Двое мужчин бесцеремонно тащили ее за руки. Она упиралась ногами, брыкалась, стараясь зацепиться за любую корягу или корень, что торчал из земли. Третий воин шел сзади, посмеиваясь в тонкие, аккуратно закрученные кверху усы. Он пинал сапогом Катю в бок всякий раз, когда девушке удавалось хоть немного задержать воинов. Потом ему это, видимо, надоело, и, особо не церемонясь, он больно ударил Катю кулаком. А один из воинов, ее тащивший, нещадно встряхнул ее, да так сильно, что у нее голова закружилась. От боли Катя взвыла и, кажется, отключилась, чем вызвала еще больше радости у незнакомца. Очнулась она от ощущения резкого падения: ее, потерявшую сознание, связанную, бросили в глубокую узкую яму, напоминавшую колодец.
Падая, она со всей силы ударилась затылком и плечом о сырой земляной пол, а над головой с грохотом, осыпая комья грязи, опустилась решетка.
– Удобно устроилась, красавица? – с издевкой заглянул внутрь один из ее мучителей. – Ты там хорошо устраивайся, тебе там умирать долго надо будет…
Гогоча, он бросил ей в лицо ком земли.
И Катя осталась одна.
* * *
В шатер вошел посыльный от Батура:
– Хан выполнил свое слово. Девочка в лагере. – Он замялся, умолчав по приказу хана о том, что девочек в указанном ведьмой доме оказалось две.
Ирмина мстительно выпрямилась, кивнула. Ее одеяние колыхнулось черным маревом.
– Пускай травят ее, как цепного пса, – прошипела она, взмахнув рукой, – из-под пальцев показались клубы морока, через мгновение он вырвался наружу из-под полога и смешался с ветром.
У соседнего шатра заголосили дети.
– Ату ее, ату! – послышался шум, возбужденные окрики, которые перекрывались отрывистыми командами местного заводилы.
Ирмина удовлетворенно хмыкнула:
«Какие послушные дети. Пускай поиграют с девчонкой… А я полюбуюсь».
* * *
В яме было сыро и холодно, пахло плесенью и гнилью. Под ногами чавкала жидкая грязь, мгновенно пропитав обувь. Руки быстро затекли и теперь болели. Плечо ныло, голова гудела, словно в ней поселился рой диких пчел. И очень хотелось в туалет.
Как отсюда выбираться?
Катя огляделась. Яма узкая, примерно метр в основании, даже чуть меньше. Конечно, можно как-то подняться, упираясь ногами в стены, ближе к поверхности, но что толку – там решетка… И руки связаны…
– Надо переход сделать, – сама себе прошептала она.
Но как?
Для этого она должна хорошо представлять место, куда перейти. В лес? Может, на ту поляну, где три дня назад они встретились со Шкодой, Афросием и Антоном? Она хорошо ее запомнила.
А потом вернуться сюда, чтобы освободить Аякчаану.
Брезгливо поморщившись, Катя аккуратно опустилась на колени, села удобнее, закрыла глаза, сделала несколько глубоких вдохов и постаралась представить себе то место.

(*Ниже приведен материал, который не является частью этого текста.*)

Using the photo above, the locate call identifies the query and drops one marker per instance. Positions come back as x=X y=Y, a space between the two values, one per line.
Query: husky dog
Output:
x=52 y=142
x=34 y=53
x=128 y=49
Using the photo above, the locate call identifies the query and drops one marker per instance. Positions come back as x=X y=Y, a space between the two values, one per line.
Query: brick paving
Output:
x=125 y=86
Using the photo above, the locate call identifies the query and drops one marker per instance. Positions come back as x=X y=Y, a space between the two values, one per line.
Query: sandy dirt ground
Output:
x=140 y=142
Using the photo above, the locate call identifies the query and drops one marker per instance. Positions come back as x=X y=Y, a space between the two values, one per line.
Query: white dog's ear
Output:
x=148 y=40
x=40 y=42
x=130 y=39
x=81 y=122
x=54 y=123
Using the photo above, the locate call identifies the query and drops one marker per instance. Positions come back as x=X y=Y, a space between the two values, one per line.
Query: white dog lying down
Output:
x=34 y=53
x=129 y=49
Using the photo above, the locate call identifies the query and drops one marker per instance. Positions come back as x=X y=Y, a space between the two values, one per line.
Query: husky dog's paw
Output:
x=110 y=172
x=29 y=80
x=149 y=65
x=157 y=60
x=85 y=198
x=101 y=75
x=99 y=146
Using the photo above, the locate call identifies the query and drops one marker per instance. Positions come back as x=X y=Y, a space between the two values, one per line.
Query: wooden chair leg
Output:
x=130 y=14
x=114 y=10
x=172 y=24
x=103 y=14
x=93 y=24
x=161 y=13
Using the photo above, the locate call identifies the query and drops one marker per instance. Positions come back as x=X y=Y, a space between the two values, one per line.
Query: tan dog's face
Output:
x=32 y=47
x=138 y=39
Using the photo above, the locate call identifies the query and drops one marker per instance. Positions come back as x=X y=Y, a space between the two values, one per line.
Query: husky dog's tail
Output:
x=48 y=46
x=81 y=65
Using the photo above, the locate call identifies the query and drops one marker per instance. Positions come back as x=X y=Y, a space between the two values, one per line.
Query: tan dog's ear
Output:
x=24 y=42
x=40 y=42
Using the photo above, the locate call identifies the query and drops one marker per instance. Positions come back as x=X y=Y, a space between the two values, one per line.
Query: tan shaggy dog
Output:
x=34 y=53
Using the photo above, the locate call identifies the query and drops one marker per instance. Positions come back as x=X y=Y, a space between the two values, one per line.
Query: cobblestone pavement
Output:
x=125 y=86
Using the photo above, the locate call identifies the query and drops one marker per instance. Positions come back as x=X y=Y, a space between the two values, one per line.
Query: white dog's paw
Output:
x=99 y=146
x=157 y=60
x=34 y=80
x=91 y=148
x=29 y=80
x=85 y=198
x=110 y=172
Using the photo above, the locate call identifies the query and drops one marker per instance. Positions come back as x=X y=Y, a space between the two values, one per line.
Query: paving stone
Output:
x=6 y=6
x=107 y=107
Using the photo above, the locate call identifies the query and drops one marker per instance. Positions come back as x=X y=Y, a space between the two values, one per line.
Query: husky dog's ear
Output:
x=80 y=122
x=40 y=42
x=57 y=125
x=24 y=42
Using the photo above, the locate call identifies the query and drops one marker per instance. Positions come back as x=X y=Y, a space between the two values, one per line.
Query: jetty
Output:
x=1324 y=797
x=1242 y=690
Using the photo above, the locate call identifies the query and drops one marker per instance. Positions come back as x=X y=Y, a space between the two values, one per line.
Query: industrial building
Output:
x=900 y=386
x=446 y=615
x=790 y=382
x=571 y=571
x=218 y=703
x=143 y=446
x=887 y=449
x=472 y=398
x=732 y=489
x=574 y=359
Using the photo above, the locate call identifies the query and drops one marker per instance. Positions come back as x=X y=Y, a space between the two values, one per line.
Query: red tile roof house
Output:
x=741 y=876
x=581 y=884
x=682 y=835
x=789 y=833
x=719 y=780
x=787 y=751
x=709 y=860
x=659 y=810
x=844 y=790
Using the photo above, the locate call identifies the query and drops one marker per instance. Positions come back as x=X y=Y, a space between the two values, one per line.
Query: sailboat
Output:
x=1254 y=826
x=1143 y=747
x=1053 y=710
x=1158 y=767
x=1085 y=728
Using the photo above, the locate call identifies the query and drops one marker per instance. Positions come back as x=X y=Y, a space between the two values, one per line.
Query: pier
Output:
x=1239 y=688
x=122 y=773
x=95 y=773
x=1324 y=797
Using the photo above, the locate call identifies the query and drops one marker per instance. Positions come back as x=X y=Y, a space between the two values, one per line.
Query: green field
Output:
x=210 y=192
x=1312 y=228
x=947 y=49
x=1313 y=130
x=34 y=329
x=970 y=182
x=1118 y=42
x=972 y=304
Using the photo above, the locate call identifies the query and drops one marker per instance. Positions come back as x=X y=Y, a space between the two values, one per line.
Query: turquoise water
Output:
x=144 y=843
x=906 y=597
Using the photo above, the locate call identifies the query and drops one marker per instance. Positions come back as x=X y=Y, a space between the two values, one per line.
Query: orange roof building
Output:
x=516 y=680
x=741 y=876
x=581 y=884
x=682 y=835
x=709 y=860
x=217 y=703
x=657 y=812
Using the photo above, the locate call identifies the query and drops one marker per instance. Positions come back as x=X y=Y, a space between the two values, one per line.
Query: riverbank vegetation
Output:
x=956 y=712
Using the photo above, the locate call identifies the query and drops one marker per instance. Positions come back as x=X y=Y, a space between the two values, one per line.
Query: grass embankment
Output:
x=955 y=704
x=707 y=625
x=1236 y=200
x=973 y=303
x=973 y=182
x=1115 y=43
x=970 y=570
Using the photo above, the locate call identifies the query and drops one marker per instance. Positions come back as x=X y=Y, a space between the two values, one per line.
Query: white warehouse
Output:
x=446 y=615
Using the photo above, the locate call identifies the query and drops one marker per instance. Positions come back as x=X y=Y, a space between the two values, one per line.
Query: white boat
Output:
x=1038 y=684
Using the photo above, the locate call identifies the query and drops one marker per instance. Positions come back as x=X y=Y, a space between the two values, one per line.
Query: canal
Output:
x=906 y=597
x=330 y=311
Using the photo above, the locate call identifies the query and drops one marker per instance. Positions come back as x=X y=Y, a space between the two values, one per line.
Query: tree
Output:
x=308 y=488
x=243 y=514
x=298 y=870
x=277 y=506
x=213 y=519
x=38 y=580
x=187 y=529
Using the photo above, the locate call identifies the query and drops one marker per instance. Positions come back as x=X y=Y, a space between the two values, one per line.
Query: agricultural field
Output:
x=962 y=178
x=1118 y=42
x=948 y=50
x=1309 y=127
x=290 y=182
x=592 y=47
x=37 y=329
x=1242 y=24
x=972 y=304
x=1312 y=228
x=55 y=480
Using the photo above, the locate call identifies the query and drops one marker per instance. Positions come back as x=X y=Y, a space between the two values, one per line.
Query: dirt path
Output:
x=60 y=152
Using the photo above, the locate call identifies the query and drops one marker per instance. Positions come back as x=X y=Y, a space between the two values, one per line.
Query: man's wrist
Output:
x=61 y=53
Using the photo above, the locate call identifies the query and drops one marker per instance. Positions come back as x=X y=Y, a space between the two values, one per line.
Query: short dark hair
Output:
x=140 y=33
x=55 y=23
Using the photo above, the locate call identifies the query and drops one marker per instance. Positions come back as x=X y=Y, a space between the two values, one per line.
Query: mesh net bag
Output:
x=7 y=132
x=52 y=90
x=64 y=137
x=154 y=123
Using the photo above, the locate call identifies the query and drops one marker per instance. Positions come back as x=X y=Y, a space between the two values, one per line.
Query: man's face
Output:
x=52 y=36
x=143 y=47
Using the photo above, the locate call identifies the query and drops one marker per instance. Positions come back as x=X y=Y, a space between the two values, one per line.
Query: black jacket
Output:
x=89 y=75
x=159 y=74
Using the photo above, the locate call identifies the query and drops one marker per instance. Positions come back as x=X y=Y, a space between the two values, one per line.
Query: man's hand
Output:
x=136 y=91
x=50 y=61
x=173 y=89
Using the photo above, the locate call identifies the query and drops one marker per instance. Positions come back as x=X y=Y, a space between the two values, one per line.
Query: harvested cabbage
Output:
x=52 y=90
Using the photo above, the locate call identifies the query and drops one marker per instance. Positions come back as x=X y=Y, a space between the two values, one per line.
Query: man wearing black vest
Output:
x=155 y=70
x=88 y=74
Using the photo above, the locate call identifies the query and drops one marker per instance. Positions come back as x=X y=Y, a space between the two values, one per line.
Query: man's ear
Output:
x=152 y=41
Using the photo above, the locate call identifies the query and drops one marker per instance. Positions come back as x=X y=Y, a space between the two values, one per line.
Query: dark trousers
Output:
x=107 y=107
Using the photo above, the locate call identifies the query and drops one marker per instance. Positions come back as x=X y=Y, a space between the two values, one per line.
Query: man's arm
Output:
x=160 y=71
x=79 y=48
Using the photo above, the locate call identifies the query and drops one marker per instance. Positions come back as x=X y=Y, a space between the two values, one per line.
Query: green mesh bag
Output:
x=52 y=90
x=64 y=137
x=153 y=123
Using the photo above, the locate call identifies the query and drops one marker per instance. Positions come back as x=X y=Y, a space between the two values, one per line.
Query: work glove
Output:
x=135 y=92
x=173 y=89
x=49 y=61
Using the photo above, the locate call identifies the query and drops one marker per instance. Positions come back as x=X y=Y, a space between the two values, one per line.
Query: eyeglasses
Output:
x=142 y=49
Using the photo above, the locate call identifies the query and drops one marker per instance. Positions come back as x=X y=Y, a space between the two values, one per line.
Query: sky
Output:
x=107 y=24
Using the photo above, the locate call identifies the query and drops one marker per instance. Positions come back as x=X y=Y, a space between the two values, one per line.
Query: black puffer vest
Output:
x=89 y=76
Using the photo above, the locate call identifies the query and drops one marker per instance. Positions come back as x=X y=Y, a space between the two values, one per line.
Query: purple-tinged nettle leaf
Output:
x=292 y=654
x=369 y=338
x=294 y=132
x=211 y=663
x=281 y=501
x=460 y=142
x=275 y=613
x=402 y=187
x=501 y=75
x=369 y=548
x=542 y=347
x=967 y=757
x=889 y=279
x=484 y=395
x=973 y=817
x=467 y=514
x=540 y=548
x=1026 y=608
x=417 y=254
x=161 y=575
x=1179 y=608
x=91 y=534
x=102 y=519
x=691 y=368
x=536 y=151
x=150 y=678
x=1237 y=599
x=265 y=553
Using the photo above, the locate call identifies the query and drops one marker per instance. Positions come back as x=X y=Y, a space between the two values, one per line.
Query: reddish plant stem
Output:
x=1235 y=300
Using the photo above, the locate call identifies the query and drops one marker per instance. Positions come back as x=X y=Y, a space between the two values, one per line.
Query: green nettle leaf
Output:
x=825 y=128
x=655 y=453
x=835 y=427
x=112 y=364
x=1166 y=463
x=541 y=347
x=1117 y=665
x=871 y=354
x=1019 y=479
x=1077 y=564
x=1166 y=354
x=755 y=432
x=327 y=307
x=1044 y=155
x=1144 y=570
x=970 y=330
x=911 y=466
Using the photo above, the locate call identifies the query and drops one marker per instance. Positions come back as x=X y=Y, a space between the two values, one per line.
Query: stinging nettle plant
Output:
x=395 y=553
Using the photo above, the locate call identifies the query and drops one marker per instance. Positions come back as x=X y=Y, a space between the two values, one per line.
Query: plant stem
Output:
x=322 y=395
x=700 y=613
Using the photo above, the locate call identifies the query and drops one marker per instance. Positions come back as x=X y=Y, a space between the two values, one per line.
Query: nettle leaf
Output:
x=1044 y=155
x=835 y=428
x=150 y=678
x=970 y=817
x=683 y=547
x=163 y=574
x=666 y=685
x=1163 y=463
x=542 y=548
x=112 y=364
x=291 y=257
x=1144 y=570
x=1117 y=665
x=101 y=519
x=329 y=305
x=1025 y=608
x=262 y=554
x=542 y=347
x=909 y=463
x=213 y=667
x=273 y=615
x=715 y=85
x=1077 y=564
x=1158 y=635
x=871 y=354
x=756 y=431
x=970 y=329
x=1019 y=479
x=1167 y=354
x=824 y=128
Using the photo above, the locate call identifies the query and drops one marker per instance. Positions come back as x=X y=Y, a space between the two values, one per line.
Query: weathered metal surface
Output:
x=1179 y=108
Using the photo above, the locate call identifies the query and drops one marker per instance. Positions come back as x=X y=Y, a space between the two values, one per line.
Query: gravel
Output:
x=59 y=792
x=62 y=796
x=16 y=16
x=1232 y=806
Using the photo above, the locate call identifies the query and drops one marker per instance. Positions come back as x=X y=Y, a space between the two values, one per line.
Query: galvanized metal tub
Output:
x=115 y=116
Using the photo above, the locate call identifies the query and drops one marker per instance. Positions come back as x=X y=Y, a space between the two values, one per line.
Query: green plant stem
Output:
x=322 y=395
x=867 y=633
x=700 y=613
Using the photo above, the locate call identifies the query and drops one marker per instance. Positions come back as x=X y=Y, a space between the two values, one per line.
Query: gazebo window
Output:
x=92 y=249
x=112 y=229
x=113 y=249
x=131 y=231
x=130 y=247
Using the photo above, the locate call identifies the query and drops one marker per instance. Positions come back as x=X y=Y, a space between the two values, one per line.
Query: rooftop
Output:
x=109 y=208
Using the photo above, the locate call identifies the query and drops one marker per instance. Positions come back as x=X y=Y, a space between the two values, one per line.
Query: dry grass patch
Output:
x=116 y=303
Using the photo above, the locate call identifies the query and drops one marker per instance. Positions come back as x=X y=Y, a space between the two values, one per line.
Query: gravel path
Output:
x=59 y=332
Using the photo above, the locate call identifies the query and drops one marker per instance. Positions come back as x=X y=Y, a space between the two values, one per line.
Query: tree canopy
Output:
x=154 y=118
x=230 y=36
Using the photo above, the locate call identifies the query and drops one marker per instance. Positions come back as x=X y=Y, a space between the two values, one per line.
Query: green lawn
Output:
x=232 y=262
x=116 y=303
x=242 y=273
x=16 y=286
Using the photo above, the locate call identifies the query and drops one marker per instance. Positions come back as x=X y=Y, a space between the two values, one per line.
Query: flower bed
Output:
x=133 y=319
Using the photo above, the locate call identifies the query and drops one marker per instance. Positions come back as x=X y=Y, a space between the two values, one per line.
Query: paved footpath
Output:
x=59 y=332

Небольшая круглая поляна, покрытая ровным зеленым ковром. По периметру – низкие кусты, высокая ель. До нее стал доноситься даже аромат поляны, так близка она была к цели. Вывернутые назад суставы рук ныли, отдаваясь пульсирующей болью в плечо, рой пчел в голове не позволял сосредоточиться, раз за разом возвращая ее мысли в грязную яму.
По загривку будто кусочком льда провели. Катя распахнула глаза – по стенам сырой ямы спускался холод. Совсем так, как в подвале Александрии. Тогда.
Пальцы похолодели. Катя попробовала ослабить узел. Она как могла поворачивала кисть то по часовой стрелке, то против. Но, кажется, только затянула крепче. Кожу на запястьях, стертую веревкой, жгло.
Катя перевела дыхание, опасливо покосилась на странный ледяной туман, струйками спускавшийся вниз, словно палец смерти[10].
– Надо успокоиться. Идея, как отсюда выбраться, должна сама прийти в голову, – уговаривала она себя, успокаивая волну паники, подступавшую к горлу. – Эй! – крикнула она вверх. – Есть кто живой?!
В решетчатое окно заглянуло широкое лицо, равнодушно уставилось на нее.
– Я пить хочу! Воды дайте!
Широкое лицо исчезло. Катя принялась ждать. Облокачиваясь о земляную стену, она медленно поднялась на ноги. Попрыгала. До решетки не достать, как ни старайся.
– Эй! Кто там есть? – крикнула она снова.
Но теперь ей никто не ответил. Тогда она стала кричать громче, пока в решетчатое окно не заглянуло пять детских чумазых мордашек.
Холод стал нестерпимым, у Кати дрожали губы и тряслись колени.
– Привет! – Она постаралась, чтобы голос прозвучал твердо и при этом дружелюбно, и даже улыбнулась. Помахать рукой, конечно, не смогла. – Я зову-зову. Пить хочу, воды дайте, пожалуйста.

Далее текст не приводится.